Termin wystawy: 25 lipca 2017 - 11 sierpnia 2017 r.
Finisaż: 11 sierpnia 2017 r. godz. 17:00
Biuro Wystaw Artystycznych w Krośnie poprzez sympozjum malarskie "Portret Krosna" realizuje ideę kształtowania świadomości estetycznej mieszkańców miasta i pomnażania zbiorów dzieł sztuki. Wiemy o wielu wyjątkowych miastach – jednak Krosno jest jedyne w swoim rodzaju. Bo przecież to ludzie stanowią o klimacie miejsca. Mieszkańcy Krosna potrafią być współcześni będąc również miłośnikami historii i tradycji. Obraz miasta, który ukazuje się przyjeżdżającym gościom, jest również kalejdoskopem wszystkich jego mieszkańców. Zapraszając do nas artystów oddaliśmy miasto pod Ich życzliwą ocenę.
Wiedzą to dobrze artyści, że uczestnictwo w plenerze jest spotkaniem niezwykłym. Jak każdy z nas podlegają oni tym samym prawom fizyki. Jednak spotkanie artystów niesie ze sobą niezwykłe wartości. Każdy dzień jest dniem pełnym pracy twórczej, pracy nad kolejnymi obrazami wbrew pogodzie, na przekór okolicznościom, w zapamiętaniu charakterystycznym dla pasjonatów.
W Sympozjum malarskim "Portret Krosna VIII" gościliśmy artystów polskich i zagranicznych:
Arkadiusz Andrejkow (PL)
Jacek Balicki (PL)
Oksana Begma (RU)
Esther Eigner (AT)
Martyna Karpowicz (PL)
Józefina Piotrowska-Szukalska (PL)
Kinga Polit (PL)
Miroslav Potoma (SK)
Tomasz Rolniak (PL)
Sylwester Stabryła (PL)
Stanislav Šalko (SK)
Johann Julian Taupe (AT)
Edita Vološčuková (SK)
Poplenerowa prezentacja obrazów, rysunków, pasteli to nic innego jak wystawa pełna wspomnień artystów, głębokich emocji ze wspólnie spędzonych chwil.
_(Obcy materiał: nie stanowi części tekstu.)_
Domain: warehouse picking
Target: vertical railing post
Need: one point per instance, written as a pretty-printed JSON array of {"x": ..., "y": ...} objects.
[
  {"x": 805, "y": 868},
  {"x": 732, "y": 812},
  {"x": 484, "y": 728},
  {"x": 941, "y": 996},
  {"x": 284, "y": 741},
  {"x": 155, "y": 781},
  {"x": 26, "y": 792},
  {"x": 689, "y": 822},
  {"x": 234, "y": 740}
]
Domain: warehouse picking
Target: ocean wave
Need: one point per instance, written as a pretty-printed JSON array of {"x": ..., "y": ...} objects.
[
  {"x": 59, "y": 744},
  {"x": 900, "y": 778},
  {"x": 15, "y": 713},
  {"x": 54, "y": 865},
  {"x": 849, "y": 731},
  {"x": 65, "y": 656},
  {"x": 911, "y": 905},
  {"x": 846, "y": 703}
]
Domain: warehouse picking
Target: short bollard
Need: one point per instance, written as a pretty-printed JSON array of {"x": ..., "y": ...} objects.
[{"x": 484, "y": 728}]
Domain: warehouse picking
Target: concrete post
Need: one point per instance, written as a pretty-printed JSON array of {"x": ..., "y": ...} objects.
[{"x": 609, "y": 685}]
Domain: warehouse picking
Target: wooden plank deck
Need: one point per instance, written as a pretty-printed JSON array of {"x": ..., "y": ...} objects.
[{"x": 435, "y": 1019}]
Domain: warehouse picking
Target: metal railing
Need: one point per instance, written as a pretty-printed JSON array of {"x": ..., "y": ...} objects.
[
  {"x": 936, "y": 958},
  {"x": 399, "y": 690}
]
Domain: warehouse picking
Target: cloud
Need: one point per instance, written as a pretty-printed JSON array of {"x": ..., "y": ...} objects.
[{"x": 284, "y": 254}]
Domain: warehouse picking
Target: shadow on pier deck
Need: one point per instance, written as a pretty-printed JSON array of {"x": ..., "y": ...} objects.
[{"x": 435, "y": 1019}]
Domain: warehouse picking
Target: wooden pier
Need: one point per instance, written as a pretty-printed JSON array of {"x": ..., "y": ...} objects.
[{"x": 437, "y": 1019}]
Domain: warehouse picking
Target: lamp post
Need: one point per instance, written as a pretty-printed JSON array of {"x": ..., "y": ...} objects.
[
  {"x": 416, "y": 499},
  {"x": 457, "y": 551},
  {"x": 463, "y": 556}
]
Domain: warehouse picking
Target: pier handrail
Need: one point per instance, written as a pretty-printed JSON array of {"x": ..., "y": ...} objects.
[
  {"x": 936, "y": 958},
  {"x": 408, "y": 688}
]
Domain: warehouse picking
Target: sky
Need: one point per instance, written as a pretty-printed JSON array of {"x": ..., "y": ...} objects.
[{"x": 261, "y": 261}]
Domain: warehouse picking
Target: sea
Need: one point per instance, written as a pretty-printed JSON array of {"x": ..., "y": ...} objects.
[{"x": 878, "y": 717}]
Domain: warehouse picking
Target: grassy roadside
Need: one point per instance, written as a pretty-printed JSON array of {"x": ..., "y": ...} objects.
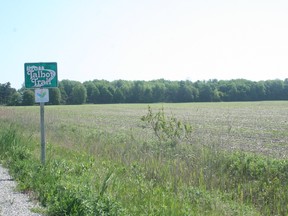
[{"x": 126, "y": 176}]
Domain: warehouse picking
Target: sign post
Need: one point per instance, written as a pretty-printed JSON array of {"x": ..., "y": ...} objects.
[{"x": 40, "y": 76}]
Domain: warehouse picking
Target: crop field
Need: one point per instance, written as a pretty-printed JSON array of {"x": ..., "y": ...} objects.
[{"x": 157, "y": 159}]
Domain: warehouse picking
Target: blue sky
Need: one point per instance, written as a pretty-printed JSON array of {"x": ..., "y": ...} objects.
[{"x": 145, "y": 40}]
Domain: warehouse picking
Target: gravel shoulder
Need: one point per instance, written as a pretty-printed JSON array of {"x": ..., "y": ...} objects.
[{"x": 12, "y": 202}]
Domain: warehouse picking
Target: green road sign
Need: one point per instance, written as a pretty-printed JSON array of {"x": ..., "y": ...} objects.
[{"x": 41, "y": 75}]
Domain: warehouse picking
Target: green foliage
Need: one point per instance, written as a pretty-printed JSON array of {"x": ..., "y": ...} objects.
[
  {"x": 15, "y": 99},
  {"x": 79, "y": 94},
  {"x": 116, "y": 166},
  {"x": 28, "y": 98},
  {"x": 54, "y": 96},
  {"x": 167, "y": 129}
]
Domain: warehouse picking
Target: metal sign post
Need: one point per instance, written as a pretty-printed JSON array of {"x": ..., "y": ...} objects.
[
  {"x": 43, "y": 147},
  {"x": 37, "y": 76}
]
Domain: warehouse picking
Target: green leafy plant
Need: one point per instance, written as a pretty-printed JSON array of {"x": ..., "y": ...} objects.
[{"x": 167, "y": 128}]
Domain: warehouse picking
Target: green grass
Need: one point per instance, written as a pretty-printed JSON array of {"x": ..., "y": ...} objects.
[{"x": 103, "y": 160}]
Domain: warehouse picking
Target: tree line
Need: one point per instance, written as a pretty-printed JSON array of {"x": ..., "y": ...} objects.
[{"x": 122, "y": 91}]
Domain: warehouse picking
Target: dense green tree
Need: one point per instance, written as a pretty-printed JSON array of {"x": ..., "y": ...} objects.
[
  {"x": 79, "y": 94},
  {"x": 6, "y": 91},
  {"x": 92, "y": 92},
  {"x": 28, "y": 98},
  {"x": 15, "y": 99},
  {"x": 54, "y": 96},
  {"x": 66, "y": 89}
]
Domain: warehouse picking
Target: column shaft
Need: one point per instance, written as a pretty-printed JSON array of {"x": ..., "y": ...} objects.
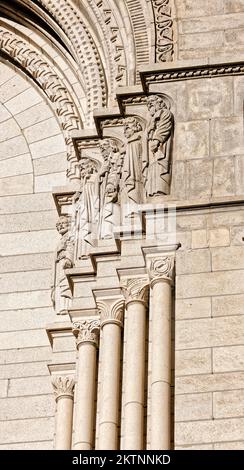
[{"x": 135, "y": 375}]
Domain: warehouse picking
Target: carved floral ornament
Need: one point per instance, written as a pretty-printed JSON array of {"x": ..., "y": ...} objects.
[
  {"x": 86, "y": 331},
  {"x": 162, "y": 269},
  {"x": 63, "y": 387}
]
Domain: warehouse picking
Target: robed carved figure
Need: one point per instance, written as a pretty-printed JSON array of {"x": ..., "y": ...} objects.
[
  {"x": 61, "y": 293},
  {"x": 157, "y": 166}
]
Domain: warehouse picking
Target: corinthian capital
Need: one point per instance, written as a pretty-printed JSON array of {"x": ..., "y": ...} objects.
[
  {"x": 135, "y": 290},
  {"x": 162, "y": 269},
  {"x": 86, "y": 331},
  {"x": 111, "y": 311},
  {"x": 63, "y": 387}
]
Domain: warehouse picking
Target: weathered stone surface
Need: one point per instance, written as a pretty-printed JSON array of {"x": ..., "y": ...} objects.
[
  {"x": 197, "y": 361},
  {"x": 209, "y": 431},
  {"x": 26, "y": 430},
  {"x": 193, "y": 308},
  {"x": 228, "y": 358},
  {"x": 228, "y": 404},
  {"x": 193, "y": 407}
]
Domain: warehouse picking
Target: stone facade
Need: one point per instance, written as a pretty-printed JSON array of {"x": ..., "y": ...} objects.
[{"x": 124, "y": 328}]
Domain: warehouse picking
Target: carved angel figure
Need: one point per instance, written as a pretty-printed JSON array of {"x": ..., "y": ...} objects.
[
  {"x": 132, "y": 185},
  {"x": 61, "y": 293},
  {"x": 157, "y": 166}
]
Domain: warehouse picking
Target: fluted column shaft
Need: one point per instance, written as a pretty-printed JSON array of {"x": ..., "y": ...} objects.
[
  {"x": 136, "y": 298},
  {"x": 111, "y": 323},
  {"x": 64, "y": 394},
  {"x": 87, "y": 338},
  {"x": 161, "y": 274}
]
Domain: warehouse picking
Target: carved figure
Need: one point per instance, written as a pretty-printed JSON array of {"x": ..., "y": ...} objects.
[
  {"x": 61, "y": 293},
  {"x": 157, "y": 166}
]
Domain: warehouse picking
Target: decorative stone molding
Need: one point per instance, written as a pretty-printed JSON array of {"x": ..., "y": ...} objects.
[
  {"x": 164, "y": 30},
  {"x": 69, "y": 18},
  {"x": 63, "y": 387},
  {"x": 162, "y": 269},
  {"x": 192, "y": 72},
  {"x": 111, "y": 311},
  {"x": 51, "y": 84},
  {"x": 86, "y": 331},
  {"x": 135, "y": 290}
]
Wystawa kilkunastu osobowości artystycznych – młodszych i starszych. A wszyscy ukazujący jak na dłoni przeżycia ze spotkania z miastem i jego mieszkańcami. Ich obrazy – jedne zrozumiałe, inne – tajemnicze i sekretne. Wszystkie warte zobaczenia.
Być czy mieć? Brać czy dawać? Kochać czy nienawidzić? Miliony pytań, na które są miliony odpowiedzi. Ludzkość rozwija swoje potrzeby w postępie niemal geometrycznym. Na nic się zdają rady filozofów i kapłanów, na nic opinie naukowców. Zrównoważony rozwój ma coraz mniej zwolenników. I gdzie jest miejsce dla sztuki i dla artystów we współczesnym świecie? Kto dziś potrzebuje dzieł sztuki? Kto rozpacza po śmierci kolejnych, wybitnych artystów? Człowiek, szary obywatel, zwyczajny Jan Kowalski – zwielokrotniony w mianowniku do liczby narodu kieruje się swoimi imperatywami. Jako dziecko uczy się, nabiera nawyków, szlifuje wiedzę i umiejętności. Studiuje i próbuje znaleźć dla siebie miejsce. W społecznej piramidzie jest tak wiele miejsc u dołu, a tak mało w jej wierzchołku. Nasz hipotetyczny obywatel zaczyna już za młodu przeżywać frustracje. Z czasem one się pogłębiają. Bo w jego życiu dominują szare dni, zwyczajne sprawy. Znane nam systemy społeczne nie są idealne. A można powiedzieć, że mają istotne braki i są koślawe. Politycy różnej maści udowadniają społeczeństwom, że jutro zmienią ten świat w lepszą rzeczywistość. Poprawianie świata i ludzi z pozycji mównicy niczego nie daje, a wręcz rodzi kolejne frustracje. Ponieważ proces dojrzewania człowieka jest długotrwały i mozolny – jego przemiana z istoty fizycznej w istotę duchową, trwa bez końca. Niecierpliwi bardzo szybko porzucają rozterki egzystencjalne. Mówią: nauczyłeś się liczyć – licz na siebie. Propaganda mówiąca o człowieku dopasowanym do społeczności lokalnej jest mydlaną bańką – pęka w oka mgnieniu. Gdzie jest miejsce dla artysty? Co on ma robić pośród tak wielu innych? Według dawnych reguł był artysta zwornikiem między światem widzianym a światem niewidzialnym. Czy dziś jest kimś innym? Sztuka stała się niedostępna zwykłym śmiertelnikom. Więc czy artysta powinien być apostołem sztuki? A może nie obchodzi go los Janów Kowalskich?
Artysta – człowiek obdarowany przez los lub Boga w talent i umiejętności. Człowiek potrafiący imitować rzeczywistość albo tę rzeczywistość przekształcający. Artysta – istota nadwrażliwa, istota z systemem nerwowym na wierzchu ciała. Bywa niezrozumiany, bywa neurasteniczny. Jest szczęśliwy kiedy spotyka podobnych sobie. Te podobieństwa utwierdzają go w przekonaniu, że ma we wszystkim rację. Sympozja lub plenery stąd biorą swoja popularność i renomę. W czasie tych spotkań nie ma końca serdecznym rozmowom, różnice zdań zacierają się bardzo łatwo. Zrozumienie dla odmienności jest prawie powszechne. Mimo różnic wieku, płci, temperamentu asertywność jest cechą dominującą. Dlatego artyści kochają artystów. Bo ich językiem jest widzialny obraz niewidzialnego świata.